4月1日に全編が主人公の主観映像の映画「ハードコア」が公開されました。実験的な映画のため一般的な評価は賛否両論のようですが、今回はこの映画が秘めている魅力を探っていきます。
「観る」のではなく「体感する」映画!
FPSゲームが映画になっちゃった!
この映画について全く情報のない人は、まずはこの予告映像をご覧下さい。
ご覧頂いたようにこの「ハードコア」は全編主観映像のみで作られた、かなり実験的な映画なのです。
この映画は主人公が最先端の研究所らしき場所で目覚めるところから始まります。主人公にエステルと名乗る女性が話しかけ、彼女によると主人公はヘンリーという名前で、重傷を負い記憶がなくなった状態だったが、サイボーグの体へと改造したことで一命を取り留めた、と主人公の現状を説明してくれます。
この冒頭のシーン、どこかで似たようなものを見たことはありませんか?これは完璧にFPSゲームのチュートリアルそのものです。この映画はFPSゲームならぬ、世界初のFPS映画なのです。
息をつく間を与えないジェットコースタームービー!
冒頭のチュートリアル後、すぐさま敵と思われる謎のサイキック男に襲われます。
目の前で爆発、研究者が惨殺、一瞬の隙を突いてエステルと共に逃走、脱出ポットから抜け出して上空から地上へ落下...と、このようにアクションシーンのつるべ打ちで、観客に息をつく間を与えません。
まさに新感覚のジェットコースタームービーと言えるでしょう。
FPS映画を成立させるための工夫とは?
主観映像を映画に取り込んだ映画は多くありますが、最近ではその手法自体が目的化しており、映画として成立しているのか疑問を感じるものさえあります。しかし、この「ハードコア」は主観映像のみによる映画というものを成立させうる工夫をいくつも取り入れています。
工夫① 主人公の行動が制限されている
この映画では次から次へと襲って来る敵から逃げたり、逆に敵を襲ったりしていきますが、注目すべきはこれらアクションの選択肢が常に限られており、主人公の行動を観客が予測しやすいアクションになっているということです。主人公の行動を予測しやすいため、観客は主観映像に感情移入したまま観続けることが出来るのです。
工夫② 主人公に感情を持たせない
主人公は記憶を失っているという設定なので、映画の世界観における立ち位置的には、主人公と観客は対等な立場にあります。また、主人公は喋ることは出来ず、首を動かして「Yes」か「No」を示すことしかできません。もし、観客の予想していないようなことを喋らせてしまったら、たちまち観客は感情移入出来なくなってしまったでしょう。
工夫③ 撮影技術の向上
この映画はエクストリームスポーツのアスリート目線の映像の撮影などで使われる「GoPro」が主に使用されていますが、この映画の撮影のために、映像が常に水平をキープしたまま撮影出来るスタビライザー機能を搭載させることによって、かなり観やすい映像になっています。アクションシーンが多い今作ですが、映像がぶれて対象が見えないということは全くありません。

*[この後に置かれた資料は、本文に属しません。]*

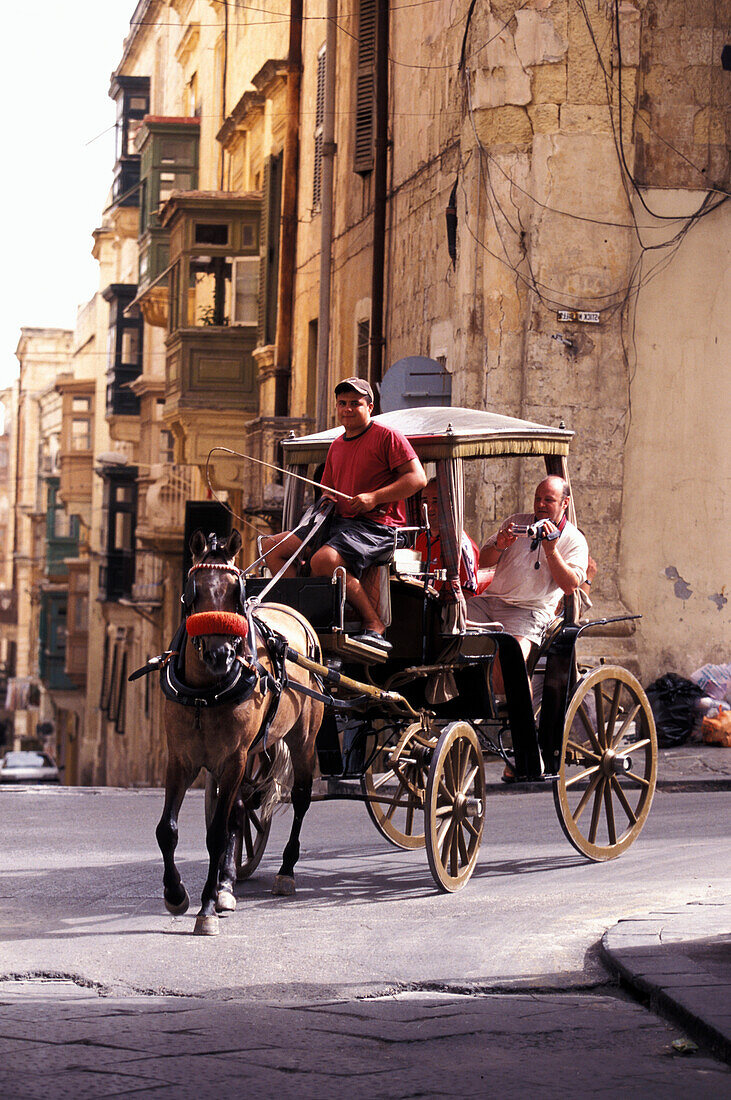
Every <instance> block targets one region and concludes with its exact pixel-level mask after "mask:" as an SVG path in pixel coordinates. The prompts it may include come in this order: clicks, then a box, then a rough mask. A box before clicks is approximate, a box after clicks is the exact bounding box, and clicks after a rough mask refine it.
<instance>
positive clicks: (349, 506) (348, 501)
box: [347, 493, 377, 516]
mask: <svg viewBox="0 0 731 1100" xmlns="http://www.w3.org/2000/svg"><path fill="white" fill-rule="evenodd" d="M376 507H377V500H376V494H375V493H358V494H357V496H352V497H351V499H350V500H348V502H347V510H348V511H350V513H351V515H353V516H362V515H363V514H364V513H366V511H373V509H374V508H376Z"/></svg>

FPSだけが魅力じゃない!ブラックな小ネタにも注目!
グロが苦手な人は注意!?冒頭の暴力シーン!
ここまで今作のFPS映像の凄さについて書いてきましたが、今作は映像だけではなく、アクションの合間合間に見せる様々な小ネタでも観客を楽しませてくれます。
まず映画のタイトルシーンがこの映画の暴力的な雰囲気を示してくれるのですが、その暴力の映像が「悪趣味」すぎて笑えてしまいます。ぜひ実際に観て頂きたいのですが、グロテスクな映像が苦手な人は観ない方が良いかもしれません...。
「悪趣味」な演出が満載!
冒頭の、研究所が敵に襲われるシーンでは、研究員が爆発で吹き飛んだ巨大なドアの下敷きにされますが、さらにサイキック男にそのドアの上を歩かれて、彼が歩く度に「グジョッ、グジョッ」という音がします。
他にも、ロシア警官が廃墟で女性を襲っている場面や、いかがわしい店での場面が必要以上に長かったりなど、映画全編で「これ必要か!?」と思ってしまうほど小さい悪趣味なネタが満載です!
ラストはクイーンのあの名曲!
小ネタだけでなく、音楽でも映画を盛り上げてくれます。特に注目すべきは、予告映像でも流れていましたが、クイーンの名曲「Don't Stop Me Now」が流れるラストのアクションシーンです。
曲の歌詞と同様に主人公が文字通りアドレナリン全開で闘うラストは、最高に盛り上がるアクションシーンになっています!
グロテスク映像と手ブレ映像が苦手という人には、今作はもしかしたら向かないかもしれませんが、今後のアクション映画の方向性を決めてしまうかもしれない映画になっています。ぜひ劇場でこの「ハードコア」を「体感」してみて下さい!